Durant leur garde, les intervenants ignorent le nombre de fois qu’ils seront appelés à sortir. «On peut avoir zéro ou quatre appels. Il arrive qu’on ait des appels doubles, donc qu’on soit déjà en appel et que la pagette sonne. Présentement, on a toujours un deuxième intervenant qui est de garde parce qu’il y avait trop d’appels. Normalement, on est seul», informe Mme Hamel, qui a joint l’équipe de crise de Drummond il y a environ cinq ans.

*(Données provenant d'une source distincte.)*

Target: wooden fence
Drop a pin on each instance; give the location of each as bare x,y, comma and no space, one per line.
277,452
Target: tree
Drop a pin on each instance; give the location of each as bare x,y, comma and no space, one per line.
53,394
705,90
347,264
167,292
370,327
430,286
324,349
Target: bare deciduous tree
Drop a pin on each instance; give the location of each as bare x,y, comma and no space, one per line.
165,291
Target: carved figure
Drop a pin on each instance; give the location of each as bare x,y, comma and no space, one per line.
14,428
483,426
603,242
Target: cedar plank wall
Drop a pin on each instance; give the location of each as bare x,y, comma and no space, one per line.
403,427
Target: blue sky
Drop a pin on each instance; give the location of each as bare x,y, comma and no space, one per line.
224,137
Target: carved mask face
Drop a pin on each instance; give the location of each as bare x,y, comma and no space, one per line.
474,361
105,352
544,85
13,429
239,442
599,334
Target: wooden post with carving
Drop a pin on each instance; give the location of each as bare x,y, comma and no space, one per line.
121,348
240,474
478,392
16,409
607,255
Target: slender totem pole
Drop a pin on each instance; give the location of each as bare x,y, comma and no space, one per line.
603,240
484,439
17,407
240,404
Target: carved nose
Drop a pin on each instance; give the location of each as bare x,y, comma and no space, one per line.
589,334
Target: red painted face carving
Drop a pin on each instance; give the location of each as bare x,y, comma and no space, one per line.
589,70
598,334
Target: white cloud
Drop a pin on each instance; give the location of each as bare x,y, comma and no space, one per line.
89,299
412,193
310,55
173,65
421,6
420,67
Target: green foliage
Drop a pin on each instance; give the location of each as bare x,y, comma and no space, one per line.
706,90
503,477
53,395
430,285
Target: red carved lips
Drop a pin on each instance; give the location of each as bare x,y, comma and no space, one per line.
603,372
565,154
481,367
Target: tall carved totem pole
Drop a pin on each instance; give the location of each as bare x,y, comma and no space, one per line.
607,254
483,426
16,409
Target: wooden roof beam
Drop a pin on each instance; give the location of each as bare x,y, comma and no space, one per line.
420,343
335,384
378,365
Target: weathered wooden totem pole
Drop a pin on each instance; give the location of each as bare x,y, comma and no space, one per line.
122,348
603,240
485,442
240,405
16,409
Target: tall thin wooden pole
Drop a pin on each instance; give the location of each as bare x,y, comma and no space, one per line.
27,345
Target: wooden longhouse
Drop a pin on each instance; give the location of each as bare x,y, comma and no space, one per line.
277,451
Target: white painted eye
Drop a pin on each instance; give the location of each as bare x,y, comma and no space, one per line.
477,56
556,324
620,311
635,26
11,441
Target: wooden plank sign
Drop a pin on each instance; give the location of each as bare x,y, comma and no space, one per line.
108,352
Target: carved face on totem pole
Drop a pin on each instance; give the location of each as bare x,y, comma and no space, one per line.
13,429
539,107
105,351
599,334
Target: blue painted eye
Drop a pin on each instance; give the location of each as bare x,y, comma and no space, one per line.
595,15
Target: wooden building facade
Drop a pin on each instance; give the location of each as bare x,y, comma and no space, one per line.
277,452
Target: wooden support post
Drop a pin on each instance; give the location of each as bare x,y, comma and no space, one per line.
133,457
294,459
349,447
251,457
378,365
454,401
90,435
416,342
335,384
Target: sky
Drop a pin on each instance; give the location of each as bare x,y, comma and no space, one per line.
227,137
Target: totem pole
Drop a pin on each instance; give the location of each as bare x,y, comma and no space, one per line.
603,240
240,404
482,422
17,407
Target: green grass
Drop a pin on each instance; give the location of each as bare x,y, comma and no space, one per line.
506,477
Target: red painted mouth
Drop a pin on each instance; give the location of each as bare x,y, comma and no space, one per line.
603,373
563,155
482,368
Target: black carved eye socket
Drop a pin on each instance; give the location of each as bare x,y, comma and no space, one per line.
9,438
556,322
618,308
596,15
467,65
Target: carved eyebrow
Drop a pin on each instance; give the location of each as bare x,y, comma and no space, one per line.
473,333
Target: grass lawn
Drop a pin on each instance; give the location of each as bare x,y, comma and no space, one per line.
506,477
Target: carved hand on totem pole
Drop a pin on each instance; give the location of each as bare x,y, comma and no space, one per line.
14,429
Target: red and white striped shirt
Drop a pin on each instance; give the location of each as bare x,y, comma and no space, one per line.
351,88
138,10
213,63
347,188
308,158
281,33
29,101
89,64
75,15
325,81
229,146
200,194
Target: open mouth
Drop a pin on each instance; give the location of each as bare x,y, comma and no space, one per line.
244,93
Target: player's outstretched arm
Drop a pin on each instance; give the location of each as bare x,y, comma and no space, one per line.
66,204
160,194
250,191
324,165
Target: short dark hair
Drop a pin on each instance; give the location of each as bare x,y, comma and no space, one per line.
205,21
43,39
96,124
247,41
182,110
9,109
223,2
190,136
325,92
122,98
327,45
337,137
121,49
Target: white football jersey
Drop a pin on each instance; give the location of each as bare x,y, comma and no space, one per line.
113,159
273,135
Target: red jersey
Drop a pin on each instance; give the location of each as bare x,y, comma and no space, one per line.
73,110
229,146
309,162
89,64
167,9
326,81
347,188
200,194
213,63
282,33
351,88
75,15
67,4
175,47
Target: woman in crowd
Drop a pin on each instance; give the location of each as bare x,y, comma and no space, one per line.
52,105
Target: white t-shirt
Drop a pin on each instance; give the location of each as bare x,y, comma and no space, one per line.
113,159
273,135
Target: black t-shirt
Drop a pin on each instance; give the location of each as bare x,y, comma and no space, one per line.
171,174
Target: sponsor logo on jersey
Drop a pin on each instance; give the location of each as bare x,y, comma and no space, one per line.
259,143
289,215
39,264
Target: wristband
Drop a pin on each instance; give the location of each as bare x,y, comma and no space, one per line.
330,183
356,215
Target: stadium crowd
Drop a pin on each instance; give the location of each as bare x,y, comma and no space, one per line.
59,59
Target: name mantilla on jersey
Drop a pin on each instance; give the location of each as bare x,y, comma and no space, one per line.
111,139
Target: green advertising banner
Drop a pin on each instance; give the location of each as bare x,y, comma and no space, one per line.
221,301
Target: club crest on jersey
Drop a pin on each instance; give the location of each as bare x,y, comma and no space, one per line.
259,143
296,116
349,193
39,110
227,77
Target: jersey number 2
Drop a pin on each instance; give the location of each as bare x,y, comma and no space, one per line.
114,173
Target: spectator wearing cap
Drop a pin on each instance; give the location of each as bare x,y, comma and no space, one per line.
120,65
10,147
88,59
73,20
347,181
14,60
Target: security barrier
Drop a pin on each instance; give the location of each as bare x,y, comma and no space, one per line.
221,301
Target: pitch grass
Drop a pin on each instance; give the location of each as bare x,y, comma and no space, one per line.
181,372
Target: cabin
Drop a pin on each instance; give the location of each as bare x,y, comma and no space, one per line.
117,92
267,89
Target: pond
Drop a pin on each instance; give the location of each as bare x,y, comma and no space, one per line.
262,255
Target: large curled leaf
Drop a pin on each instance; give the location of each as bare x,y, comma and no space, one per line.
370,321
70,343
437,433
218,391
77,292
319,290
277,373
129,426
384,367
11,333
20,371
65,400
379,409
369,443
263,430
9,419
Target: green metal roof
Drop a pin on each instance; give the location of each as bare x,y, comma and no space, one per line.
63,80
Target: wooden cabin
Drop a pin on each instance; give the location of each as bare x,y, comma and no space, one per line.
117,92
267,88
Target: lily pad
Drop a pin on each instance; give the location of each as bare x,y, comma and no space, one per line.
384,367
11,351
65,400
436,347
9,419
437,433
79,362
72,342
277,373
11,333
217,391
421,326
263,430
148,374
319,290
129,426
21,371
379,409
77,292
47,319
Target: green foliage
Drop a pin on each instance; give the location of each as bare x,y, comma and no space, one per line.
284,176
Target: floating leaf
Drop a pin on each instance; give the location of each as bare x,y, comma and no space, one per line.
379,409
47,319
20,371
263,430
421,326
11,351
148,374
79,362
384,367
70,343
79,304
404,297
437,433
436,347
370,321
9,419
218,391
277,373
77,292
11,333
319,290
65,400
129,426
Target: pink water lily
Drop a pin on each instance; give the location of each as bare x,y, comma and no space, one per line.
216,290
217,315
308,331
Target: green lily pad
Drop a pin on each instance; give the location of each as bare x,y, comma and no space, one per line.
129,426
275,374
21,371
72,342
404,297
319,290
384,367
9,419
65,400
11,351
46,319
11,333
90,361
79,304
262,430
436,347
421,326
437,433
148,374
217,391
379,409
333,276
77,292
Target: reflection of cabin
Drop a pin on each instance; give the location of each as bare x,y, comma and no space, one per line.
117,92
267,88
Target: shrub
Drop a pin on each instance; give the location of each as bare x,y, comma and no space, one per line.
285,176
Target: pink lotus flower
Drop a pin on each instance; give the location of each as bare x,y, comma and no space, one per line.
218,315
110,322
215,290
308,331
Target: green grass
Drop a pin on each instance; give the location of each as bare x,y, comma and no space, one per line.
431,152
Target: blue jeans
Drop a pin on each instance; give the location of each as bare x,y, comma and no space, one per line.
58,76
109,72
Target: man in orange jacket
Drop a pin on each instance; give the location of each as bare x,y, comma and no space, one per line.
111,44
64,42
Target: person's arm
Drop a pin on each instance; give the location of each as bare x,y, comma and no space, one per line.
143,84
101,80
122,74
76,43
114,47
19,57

Toutes les personnes faisant partie de l’équipe de crise le font sur une base volontaire. «Ce sont tous des gens qui en mangent. Beaucoup de gens ne se voient pas là et effectivement, je ne pense pas que c’est une place faite pour tout le monde. Il faut avoir le profil, être à l’aise dans la gestion du risque et de crise, mais aussi avoir une tête sur les épaules pour ne pas se mettre en danger», indique Marie-Ève Vigneault, spécialiste en activités cliniques, qui, pour sa part, fait partie de l’équipe de crise de Drummond depuis 2014.

Les sorties de crise peuvent être complexes, avoir lieu à toute heure de la journée ou de la nuit et obligent les intervenants à faire des sacrifices. Malgré tout, ils choisissent d’en faire partie.

«Lors de nos interventions, il arrive que des gens nous disent qu’on se fout d’eux, qu’on est payé pour être là. Moi, si je voulais être chez nous dans le confort de mon foyer un samedi soir, je le ferais. Mais j’ai choisi d’être disponible, d’être là. Tu ne peux pas faire ce travail juste pour la paie. On le fait parce que ça nous tient à cœur, c’est une passion», conclut Mme Vigneault.


Sorties de l’équipe de crise

  • 2017-2018 : 188
  • 2018-2019 : 175
  • 2019-2020 : 330
  • 2020-2021: 345
  • 2021-2022 : 547 *

* Ces sorties ont été réalisées entre avril 2021 et janvier 2022. D’autres s’ajouteront donc d’ici avril prochain.

811

La population peut communiquer en tout temps avec le service Info-Santé Info-Social, en composant le 811, pour une réponse immédiate à une problématique de santé non urgente ou de nature psychosociale. Des intervenants sont disponibles 24 heures sur 24, 7 jours sur 7. En cas de problématique de santé majeure et urgente, les citoyens ne doivent pas hésiter à se présenter directement à l’urgence ou appeler le 911.